« Pomme de Terre » : la France en terre inconnue

Tous les jours pendant trois ans, Jim Manary passait en voiture devant une petite bodega à trois blocks de chez lui en espérant qu’elle mettrait un jour la clef sous la porte. L’an dernier, le commerce, situé à l’angle de Newkirk Avenue et Argyle Street dans le quartier de Ditmas Park, a déposé le bilan après que son locataire ait été confondu pour vente de drogue. Manary a immédiatement sauté sur l’occasion : « J’adore les angles, dit-il. J’adore les quartiers mi-populaires mi-résidentiels. C’était l’endroit parfait pour ouvrir un restaurant. »

En avril dernier naissait ainsi « Pomme de Terre », le premier bistrot français du quartier, avec sa façade bleue et jaune et son intérieur chaleureux tapissé de vieux posters et d’articles de journaux français. « La bodega était complètement décrépite. Il a fallu tout refaire, se souvient-il, assis en terrasse. Tout sauf le plafond. »

«Designer de restaurants » autoproclamé, Jim Manary n’en est pas à son premier coup d’essai. En 1989, ce diplômé en analyse de risques politiques à Columbia ouvre «un pizza pasta salad bar» à Manhattan. Un premier restaurant d’une longue liste. En cinq ans, Manary en ouvre trois autres, à Chelsea, SoHo et Tribeca. En 1997, de retour d’un voyage d’un an en Europe, il lance, avec son frère, une dizaine de restaurants sur Smith Street – dont « Pâtois » –, à Park Slope et Williamsburg, participant à l’émergence de ces quartiers populaires alors peu pourvus en restaurants. «Á Manhattan, les loyers sont devenus trop chers. Les chefs se prennent pour des stars, raconte-t-il. C’est à Brooklyn que les choses sérieuses se passent maintenant.»

Nouvelle donne


Arrivé en 2000 à Ditmas Park, Manary rêve à présent de transformer ce quartier de l’Est de Brooklyn en une nouvelle destination culinaire.

Majoritairement peuplé d’immigrés pakistanais, indiens et bangladais, Ditmas Park est resté jusqu’à aujourd’hui le terrain de jeu de petites bodegas et de restaurants indiens.
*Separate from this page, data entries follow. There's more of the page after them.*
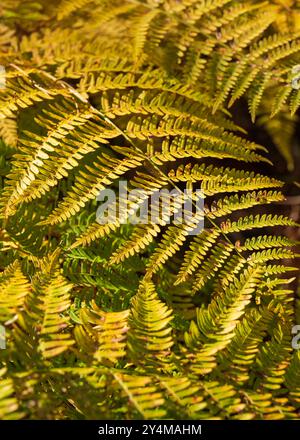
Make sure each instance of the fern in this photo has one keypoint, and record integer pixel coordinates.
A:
(157, 319)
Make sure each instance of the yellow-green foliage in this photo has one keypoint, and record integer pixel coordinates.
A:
(146, 321)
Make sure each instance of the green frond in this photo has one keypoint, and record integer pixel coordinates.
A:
(150, 334)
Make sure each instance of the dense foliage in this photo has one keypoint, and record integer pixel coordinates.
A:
(146, 320)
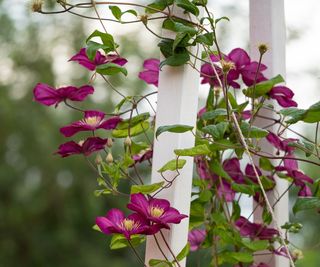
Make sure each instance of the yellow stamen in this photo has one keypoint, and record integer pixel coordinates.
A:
(156, 212)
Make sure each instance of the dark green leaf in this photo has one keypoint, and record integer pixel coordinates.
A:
(176, 128)
(194, 151)
(146, 189)
(306, 203)
(173, 165)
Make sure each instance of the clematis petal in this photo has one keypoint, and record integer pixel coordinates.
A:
(46, 95)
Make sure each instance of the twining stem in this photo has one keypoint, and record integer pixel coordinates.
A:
(136, 253)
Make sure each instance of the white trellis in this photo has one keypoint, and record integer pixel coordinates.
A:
(178, 103)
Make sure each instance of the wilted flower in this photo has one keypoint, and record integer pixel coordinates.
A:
(93, 120)
(86, 147)
(116, 222)
(151, 73)
(99, 59)
(49, 96)
(243, 66)
(158, 211)
(195, 238)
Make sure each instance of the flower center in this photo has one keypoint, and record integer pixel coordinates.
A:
(92, 121)
(156, 212)
(129, 225)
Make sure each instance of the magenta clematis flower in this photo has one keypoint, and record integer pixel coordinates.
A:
(116, 223)
(243, 66)
(93, 120)
(255, 230)
(283, 95)
(157, 211)
(195, 238)
(151, 71)
(86, 147)
(47, 95)
(99, 59)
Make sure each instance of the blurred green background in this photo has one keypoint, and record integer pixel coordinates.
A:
(47, 205)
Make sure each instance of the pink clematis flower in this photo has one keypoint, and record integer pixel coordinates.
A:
(99, 59)
(157, 211)
(93, 120)
(243, 66)
(47, 95)
(283, 95)
(151, 71)
(255, 230)
(195, 238)
(86, 147)
(116, 223)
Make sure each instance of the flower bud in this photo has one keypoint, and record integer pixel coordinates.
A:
(98, 159)
(297, 254)
(36, 5)
(144, 19)
(227, 66)
(109, 142)
(128, 141)
(263, 48)
(109, 158)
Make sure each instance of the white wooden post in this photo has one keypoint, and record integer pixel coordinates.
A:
(267, 25)
(177, 103)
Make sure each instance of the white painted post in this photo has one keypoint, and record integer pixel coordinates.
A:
(177, 104)
(267, 25)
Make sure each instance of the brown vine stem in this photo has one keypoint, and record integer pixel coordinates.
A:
(247, 150)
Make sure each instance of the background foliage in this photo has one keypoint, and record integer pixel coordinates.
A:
(47, 204)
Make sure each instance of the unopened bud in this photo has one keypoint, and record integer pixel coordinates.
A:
(128, 141)
(98, 159)
(263, 48)
(109, 142)
(144, 19)
(297, 254)
(109, 158)
(36, 5)
(227, 66)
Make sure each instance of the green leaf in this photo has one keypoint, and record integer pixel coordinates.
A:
(306, 203)
(176, 128)
(160, 263)
(263, 88)
(146, 189)
(188, 6)
(133, 121)
(173, 165)
(313, 113)
(206, 39)
(116, 12)
(217, 131)
(111, 69)
(134, 131)
(256, 245)
(176, 60)
(184, 252)
(194, 151)
(252, 131)
(118, 241)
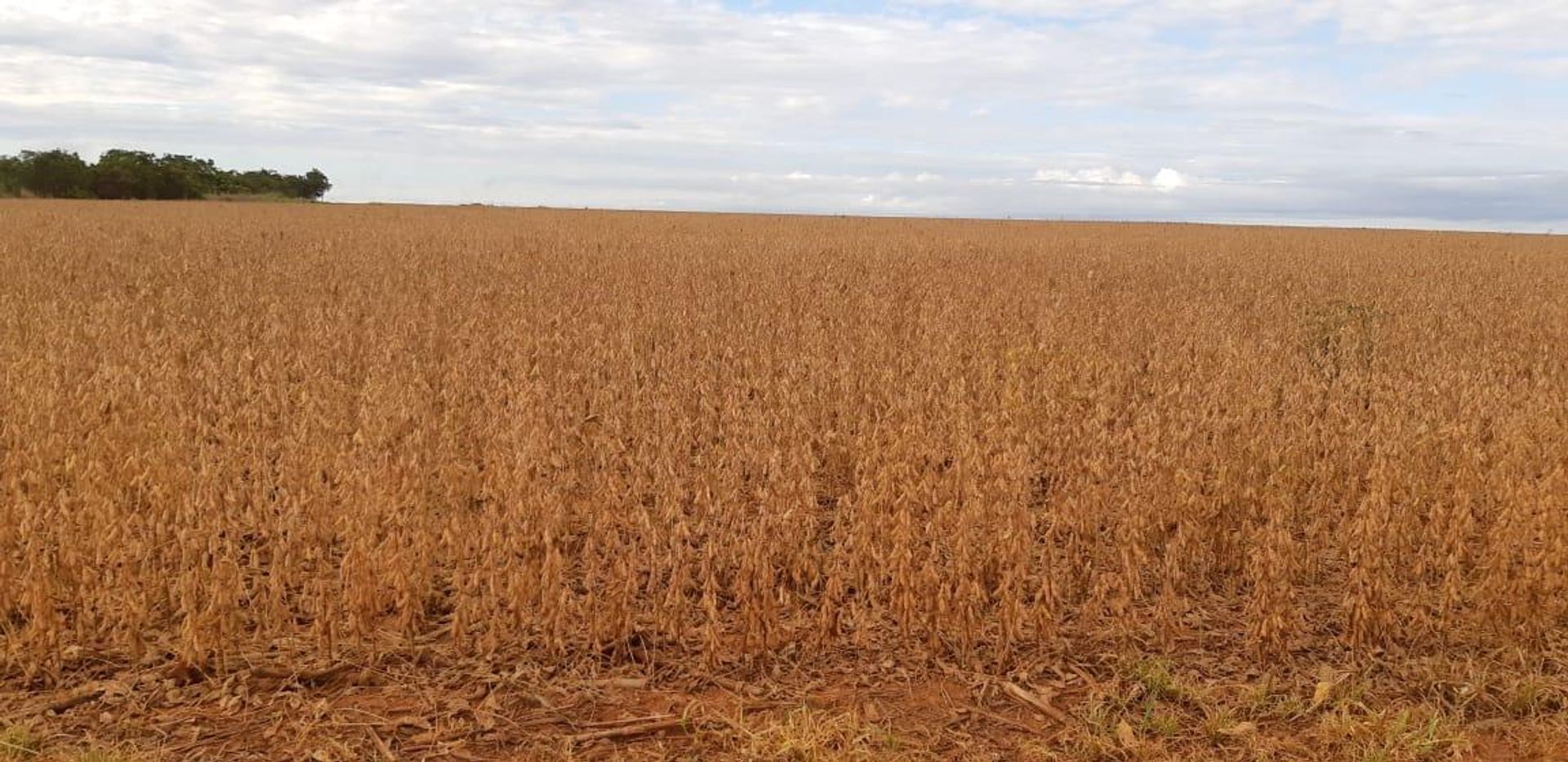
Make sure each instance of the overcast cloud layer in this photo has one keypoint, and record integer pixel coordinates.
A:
(1433, 114)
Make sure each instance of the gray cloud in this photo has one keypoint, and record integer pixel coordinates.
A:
(1352, 112)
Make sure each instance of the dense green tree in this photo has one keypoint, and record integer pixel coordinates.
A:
(57, 173)
(124, 175)
(314, 185)
(138, 175)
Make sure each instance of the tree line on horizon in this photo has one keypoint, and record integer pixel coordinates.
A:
(138, 175)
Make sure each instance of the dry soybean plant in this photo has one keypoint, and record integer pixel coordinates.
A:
(683, 438)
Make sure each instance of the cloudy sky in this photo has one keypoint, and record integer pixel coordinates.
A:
(1432, 114)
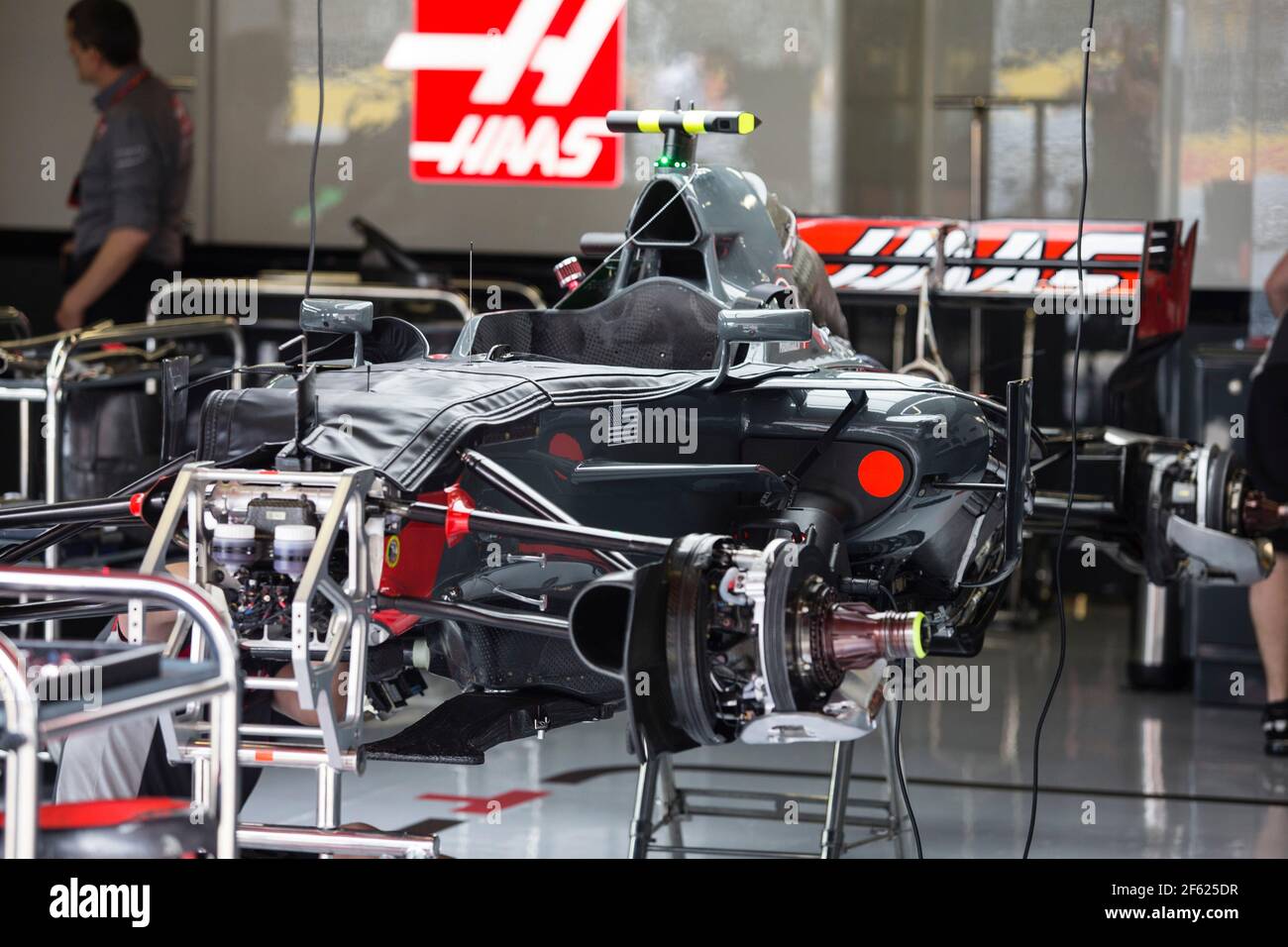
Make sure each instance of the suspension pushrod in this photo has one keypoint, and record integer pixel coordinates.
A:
(462, 519)
(548, 625)
(532, 500)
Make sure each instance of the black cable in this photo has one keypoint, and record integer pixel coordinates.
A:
(898, 741)
(898, 762)
(1073, 441)
(313, 167)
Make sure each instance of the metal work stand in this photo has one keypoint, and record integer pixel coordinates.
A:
(333, 748)
(51, 389)
(29, 723)
(658, 774)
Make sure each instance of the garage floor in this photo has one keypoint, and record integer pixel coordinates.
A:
(1166, 779)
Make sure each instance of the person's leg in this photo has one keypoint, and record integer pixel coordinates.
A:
(1267, 600)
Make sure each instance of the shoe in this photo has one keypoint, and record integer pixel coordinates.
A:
(1274, 724)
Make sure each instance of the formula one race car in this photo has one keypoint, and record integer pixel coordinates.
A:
(678, 491)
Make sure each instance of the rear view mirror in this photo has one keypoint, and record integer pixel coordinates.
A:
(336, 316)
(735, 326)
(764, 325)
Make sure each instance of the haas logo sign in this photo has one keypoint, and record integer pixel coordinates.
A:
(514, 91)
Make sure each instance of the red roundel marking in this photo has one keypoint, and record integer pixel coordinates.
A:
(881, 474)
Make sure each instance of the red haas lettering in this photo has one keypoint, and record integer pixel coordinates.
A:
(514, 91)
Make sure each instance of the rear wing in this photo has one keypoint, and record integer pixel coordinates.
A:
(1138, 269)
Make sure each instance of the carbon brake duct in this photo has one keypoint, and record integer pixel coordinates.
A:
(1019, 429)
(1019, 474)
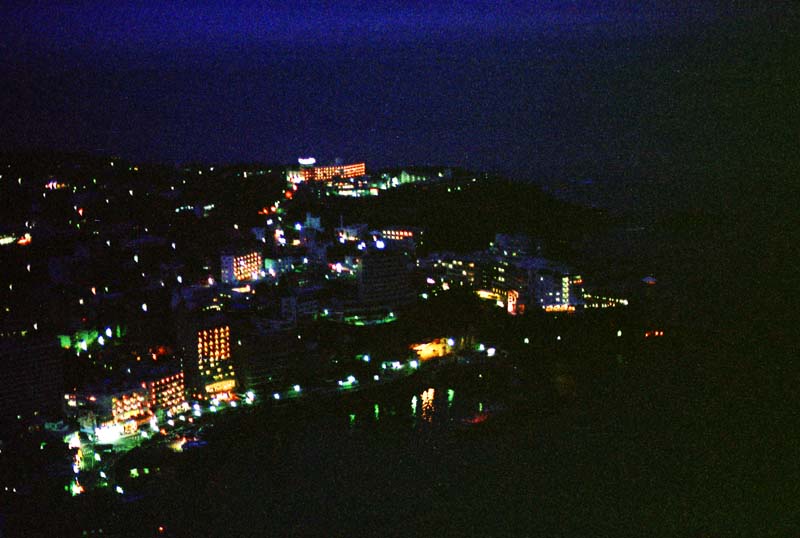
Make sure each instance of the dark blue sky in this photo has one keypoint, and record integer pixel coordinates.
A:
(550, 90)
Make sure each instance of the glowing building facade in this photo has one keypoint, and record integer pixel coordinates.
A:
(129, 406)
(167, 393)
(327, 173)
(240, 267)
(214, 364)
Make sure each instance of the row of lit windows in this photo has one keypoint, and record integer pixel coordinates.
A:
(245, 266)
(396, 234)
(323, 173)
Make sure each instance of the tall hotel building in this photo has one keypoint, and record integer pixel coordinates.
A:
(213, 374)
(240, 267)
(327, 173)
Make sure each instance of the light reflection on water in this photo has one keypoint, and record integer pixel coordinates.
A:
(434, 406)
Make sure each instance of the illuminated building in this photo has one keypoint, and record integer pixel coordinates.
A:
(129, 406)
(351, 232)
(328, 173)
(214, 366)
(240, 267)
(166, 393)
(438, 347)
(408, 236)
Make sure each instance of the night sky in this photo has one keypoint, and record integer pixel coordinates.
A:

Mais depuis trois ans, ce quartier en plein boom accueille des familles, des artistes et des jeunes professionnels fuyant les prix prohibitifs de Manhattan et du Nord-Ouest de Brooklyn. «Je n’aurais même pas investi dans cet endroit il y a trois ans, explique Jim Manary. Mais la démographie change rapidement. De nouvelles familles sont arrivées. Et la clientèle est au rendez-vous.»

Avec cette nouvelle donne, la nourriture occidentale trouve progressivement droit de cité à Ditmas Park. Un restaurant grec a élu domicile à quelques blocks de « Pomme de Terre ». Ouvert il y a deux ans, le restaurant américain de Gary Jonas et Allison McDowell « The Farm on Adderley » connaît aujourd’hui encore un succès retentissant. «Je pensais que ça ne marcherait jamais. J’ai eu tort,» avoue Manary, qui avait alors déconseillé à Jonas d’ouvrir le restaurant. «Ca a été pour moi un indicateur que les choses étaient en train de changer. »

Dès l’ouverture de « Pomme de Terre », le succès a été au rendez-vous. Le restaurant de 40 places a été pris d’assaut par les curieux, alertés par le « buzz » des bloggeurs du quartier. «La nourriture française et l’atmosphère dans les restaurants français plaisent beaucoup à New York, explique Jim Manary. Nous voulions recréer cette atmosphère mais en proposant une nourriture plus accessible que ce que l’on trouverait normalement en France.»

Dans la cuisine ce samedi soir, après un service haletant – le restaurant était plein – il rêvait déjà d’autres territoires à conquérir. «Je n’ai jamais été chef, dit-il. Je ne connais pas grand-chose à la nourriture mais je sais faire des restaurants.»